“Hope can be found in the strangest places.
In my town, we have a compost-collection program where you can save your household food scraps and drop them off into communal bins at parks in different neighborhoods.
The first time I went to drop off my smelly bag of potato peelings, apple cores and broccoli
stems, I wondered if anybody else would ever go to the trouble. But even as I walked up to the bin, a man was approaching to do the same thing.
Cool, I thought. I'm not the only one.
A week later, when I was joining a friend for a morning walk, I told her I first needed to drop off my compost gunk at the park. Fine. I'll bring mine as well, she said.

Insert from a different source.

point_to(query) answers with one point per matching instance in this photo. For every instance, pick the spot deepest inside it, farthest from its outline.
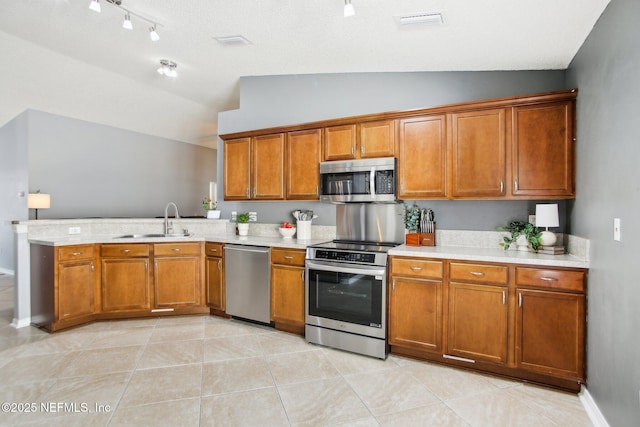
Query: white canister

Whoa! Another participant!
Most of the time the bins are positively overflowing. It is disgusting. One could argue this means the town needs to empty it more often. (Probably true.) But the flip side is that I find hope here. I find hope because there are a lot of people out there who care. They care about landfills and nature and waste --and organic materials that, handled properly, can replenish gardens and farms. They care about the Earth that God gave us.
I find hope in many things-- a baby's smile, a full moon, a bracing hymn, a plan for what comes next--but I really find it in people who care. So, when I look at that oozing, rotting, putrid communal bin of egg shells, brown banana peels, onion skins, soggy Cheerios, and chicken bones, I see hope.
We won’t find hope unless we look for it.